I marvel at the sense of safety, pride, devotion, dedication, respect, interest and curiosity, passion for collaboration. This is the world I long for, right here. I engage with random passers-by. Thousands of individuals making a difference in grounded ways: faith and interfaith groups, ngo’s, businesses, books, art, films, creative projects and initiatives, governments, all facets of the jewel that is life integrating in thousands of ways because of each one.
Here, the great hall with speakers on topics that anguish my heart: climate change, extinction, war, inequality, slavery, domestic violence, genocide. Here, Indigenous Grandmothers, Nobel peace prize winners, Researchers, Emerging Leaders, Politicians, Peacemakers, Faith Leaders, Musicians, Dancers, Authors, Educators, Naturalists, inspire with how they meet these challenges of our times, how we can too.
Here, turbaned Sikhs all in white invite me and thousands more to remove my shoes, cleanse my hands, cover my head, sit and receive delicious Indian food at no charge. I get a feel for devotion as feeding the masses. I marvel at the fascinating people on either side of me as I learn a little about them, delighting together in spiced chickpeas, seasoned rice, saag panir, mango lassi, as much as we wish to eat.
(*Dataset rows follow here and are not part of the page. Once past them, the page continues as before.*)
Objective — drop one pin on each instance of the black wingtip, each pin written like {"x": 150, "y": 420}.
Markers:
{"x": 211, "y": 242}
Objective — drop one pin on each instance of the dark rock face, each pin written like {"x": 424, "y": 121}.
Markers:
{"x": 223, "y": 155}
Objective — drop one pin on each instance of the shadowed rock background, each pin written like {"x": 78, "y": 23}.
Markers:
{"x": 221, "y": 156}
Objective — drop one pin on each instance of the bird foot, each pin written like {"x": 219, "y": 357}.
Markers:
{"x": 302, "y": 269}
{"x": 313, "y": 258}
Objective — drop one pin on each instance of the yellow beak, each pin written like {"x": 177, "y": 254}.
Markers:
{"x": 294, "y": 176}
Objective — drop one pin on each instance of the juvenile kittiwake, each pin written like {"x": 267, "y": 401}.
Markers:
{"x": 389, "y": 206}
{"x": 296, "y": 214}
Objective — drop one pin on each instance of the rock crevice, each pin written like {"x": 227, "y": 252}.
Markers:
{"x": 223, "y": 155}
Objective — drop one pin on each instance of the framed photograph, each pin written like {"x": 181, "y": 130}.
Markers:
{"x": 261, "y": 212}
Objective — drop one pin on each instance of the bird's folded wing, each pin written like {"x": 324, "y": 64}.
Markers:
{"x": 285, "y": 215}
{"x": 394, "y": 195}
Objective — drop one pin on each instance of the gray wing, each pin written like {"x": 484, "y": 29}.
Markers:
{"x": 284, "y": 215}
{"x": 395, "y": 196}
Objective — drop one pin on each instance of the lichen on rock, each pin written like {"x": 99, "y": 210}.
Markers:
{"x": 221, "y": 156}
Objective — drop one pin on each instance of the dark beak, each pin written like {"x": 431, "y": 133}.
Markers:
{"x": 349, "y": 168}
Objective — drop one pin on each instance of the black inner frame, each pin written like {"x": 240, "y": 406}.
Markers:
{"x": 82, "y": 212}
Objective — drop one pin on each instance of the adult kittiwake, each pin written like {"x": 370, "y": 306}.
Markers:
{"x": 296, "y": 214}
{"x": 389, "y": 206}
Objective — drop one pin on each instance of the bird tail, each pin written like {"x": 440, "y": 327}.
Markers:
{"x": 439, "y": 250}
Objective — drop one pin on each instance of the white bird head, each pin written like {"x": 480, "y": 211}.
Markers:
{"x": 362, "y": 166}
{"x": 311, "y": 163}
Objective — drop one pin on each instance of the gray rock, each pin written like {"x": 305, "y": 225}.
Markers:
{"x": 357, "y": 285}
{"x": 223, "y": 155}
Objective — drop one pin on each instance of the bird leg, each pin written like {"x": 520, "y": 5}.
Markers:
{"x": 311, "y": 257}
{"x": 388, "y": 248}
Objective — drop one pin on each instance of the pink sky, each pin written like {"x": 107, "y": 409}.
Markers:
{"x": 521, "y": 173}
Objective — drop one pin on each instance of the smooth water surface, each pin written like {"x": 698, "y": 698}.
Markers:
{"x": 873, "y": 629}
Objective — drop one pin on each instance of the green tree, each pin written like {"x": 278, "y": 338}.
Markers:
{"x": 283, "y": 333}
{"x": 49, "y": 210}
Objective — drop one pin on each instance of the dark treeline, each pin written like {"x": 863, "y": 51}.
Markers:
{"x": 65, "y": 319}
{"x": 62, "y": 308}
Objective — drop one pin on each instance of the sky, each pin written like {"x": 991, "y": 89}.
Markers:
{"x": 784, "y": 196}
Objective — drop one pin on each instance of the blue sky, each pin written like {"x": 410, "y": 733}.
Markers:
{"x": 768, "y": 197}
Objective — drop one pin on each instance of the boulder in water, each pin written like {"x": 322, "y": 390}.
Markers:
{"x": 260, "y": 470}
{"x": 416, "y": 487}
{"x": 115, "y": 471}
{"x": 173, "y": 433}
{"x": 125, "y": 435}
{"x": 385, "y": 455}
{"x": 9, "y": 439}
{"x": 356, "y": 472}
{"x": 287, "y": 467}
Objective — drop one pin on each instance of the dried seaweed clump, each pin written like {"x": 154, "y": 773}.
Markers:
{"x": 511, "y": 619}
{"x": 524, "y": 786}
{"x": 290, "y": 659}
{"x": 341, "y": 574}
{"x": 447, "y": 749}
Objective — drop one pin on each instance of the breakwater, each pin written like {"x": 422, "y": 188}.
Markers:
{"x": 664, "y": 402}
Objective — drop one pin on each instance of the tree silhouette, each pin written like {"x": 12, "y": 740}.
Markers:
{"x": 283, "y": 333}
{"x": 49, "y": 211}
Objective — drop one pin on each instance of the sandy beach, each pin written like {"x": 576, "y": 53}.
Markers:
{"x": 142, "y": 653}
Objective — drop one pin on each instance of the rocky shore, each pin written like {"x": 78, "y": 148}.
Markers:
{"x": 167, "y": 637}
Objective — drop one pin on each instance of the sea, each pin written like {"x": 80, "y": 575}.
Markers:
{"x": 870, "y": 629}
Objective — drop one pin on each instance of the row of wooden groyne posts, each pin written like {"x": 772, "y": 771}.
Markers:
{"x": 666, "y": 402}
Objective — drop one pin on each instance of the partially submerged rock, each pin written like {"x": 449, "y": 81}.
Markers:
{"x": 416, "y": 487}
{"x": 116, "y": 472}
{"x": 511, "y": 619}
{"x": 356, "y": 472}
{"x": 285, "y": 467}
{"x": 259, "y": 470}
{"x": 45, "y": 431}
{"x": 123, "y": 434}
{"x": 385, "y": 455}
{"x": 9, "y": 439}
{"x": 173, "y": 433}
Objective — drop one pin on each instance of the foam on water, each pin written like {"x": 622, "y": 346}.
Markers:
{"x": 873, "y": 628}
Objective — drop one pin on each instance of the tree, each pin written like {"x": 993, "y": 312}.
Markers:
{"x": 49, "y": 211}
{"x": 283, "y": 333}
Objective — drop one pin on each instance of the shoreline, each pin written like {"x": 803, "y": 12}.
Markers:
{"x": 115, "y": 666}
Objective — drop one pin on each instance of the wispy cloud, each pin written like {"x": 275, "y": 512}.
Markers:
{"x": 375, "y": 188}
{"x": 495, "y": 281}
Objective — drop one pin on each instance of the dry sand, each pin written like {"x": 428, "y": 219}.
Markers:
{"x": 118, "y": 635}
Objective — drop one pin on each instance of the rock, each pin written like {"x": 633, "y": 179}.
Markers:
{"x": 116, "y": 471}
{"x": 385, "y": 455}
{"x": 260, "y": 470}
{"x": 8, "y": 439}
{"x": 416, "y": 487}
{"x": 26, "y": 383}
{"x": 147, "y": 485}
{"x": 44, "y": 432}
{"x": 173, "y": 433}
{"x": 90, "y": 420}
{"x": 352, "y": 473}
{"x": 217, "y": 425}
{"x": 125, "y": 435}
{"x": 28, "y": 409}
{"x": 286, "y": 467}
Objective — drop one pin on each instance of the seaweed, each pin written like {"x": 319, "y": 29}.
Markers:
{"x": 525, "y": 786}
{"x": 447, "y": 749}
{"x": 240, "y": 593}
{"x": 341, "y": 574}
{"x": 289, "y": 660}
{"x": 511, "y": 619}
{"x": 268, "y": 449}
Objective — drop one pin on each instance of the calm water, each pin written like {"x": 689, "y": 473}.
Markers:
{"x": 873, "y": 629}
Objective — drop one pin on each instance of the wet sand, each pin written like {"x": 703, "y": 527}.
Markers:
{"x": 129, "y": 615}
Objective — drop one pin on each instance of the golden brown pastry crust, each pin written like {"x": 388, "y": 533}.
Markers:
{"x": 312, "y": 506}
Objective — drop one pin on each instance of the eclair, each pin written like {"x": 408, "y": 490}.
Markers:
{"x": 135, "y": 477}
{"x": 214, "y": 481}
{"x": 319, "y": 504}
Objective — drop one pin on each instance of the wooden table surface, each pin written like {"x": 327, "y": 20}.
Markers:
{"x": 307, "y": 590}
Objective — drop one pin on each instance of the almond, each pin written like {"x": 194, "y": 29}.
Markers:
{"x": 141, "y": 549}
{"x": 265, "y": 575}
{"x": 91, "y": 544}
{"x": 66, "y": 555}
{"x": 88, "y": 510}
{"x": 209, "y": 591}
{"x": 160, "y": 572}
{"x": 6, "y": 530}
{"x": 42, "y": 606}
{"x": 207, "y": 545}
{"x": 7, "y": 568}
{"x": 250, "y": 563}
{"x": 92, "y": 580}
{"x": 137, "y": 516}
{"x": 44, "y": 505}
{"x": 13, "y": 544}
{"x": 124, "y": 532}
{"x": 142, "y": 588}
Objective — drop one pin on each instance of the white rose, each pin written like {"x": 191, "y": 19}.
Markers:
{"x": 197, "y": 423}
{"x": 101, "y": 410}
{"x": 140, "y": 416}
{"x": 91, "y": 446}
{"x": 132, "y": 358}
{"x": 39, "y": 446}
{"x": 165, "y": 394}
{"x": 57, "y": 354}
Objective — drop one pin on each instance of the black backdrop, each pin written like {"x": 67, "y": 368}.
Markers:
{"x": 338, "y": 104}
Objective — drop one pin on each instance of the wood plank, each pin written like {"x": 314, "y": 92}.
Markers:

Here, a red tent room for women, hung with glorious silks of red, orange and purple, the floor spread with fabrics and pillows. I visit here again and again, to hear heart-full stories, witness pain and healing, sit with a friend, and just relax.
Here, a hall with Interfaith quilts, massive banners of peace flags, inspiring paintings and sculptures. A labyrinth. Here, a long table with sand from the Great Salt Lake to run my hands through, make designs and messages in, let my mind take a break. The sand will be given back to the lake after the Parliament.
Here, prayer as song, dance, poetry, in different languages, in different ways, meditative, flowing, rocking, jubilant, millennia old, spontaneous.
Here, films that bring me to tears with their beauty, and leave my body shaking with weeping for people, animals, our Earth.
Here, the concert: Native American flute and drums, Scottish bagpipes, Mormon choir, Jewish and Muslim chants, Indian ragas, Buddhist drums and swordplay, Cambodian sacred dances, Burundi drummers, Sufi Whirling Dervishes, Multi-Faith Youth Choir, Hindu dance, ending with all of us singing for peace.
Here, the continuous challenge of choosing one session out of 25 fascinating possibilities. I realize there are no bad choices – each one opens a door of understanding and connection. Planning and spontaneity are both called for. I am aware of the privilege of being here and the responsibility to carry the spirit and work forward.
Here, almost 10,000 people from more than 70 countries, 30 major religions, over 500 sub-traditions, 1000 presenters, 1800 programs.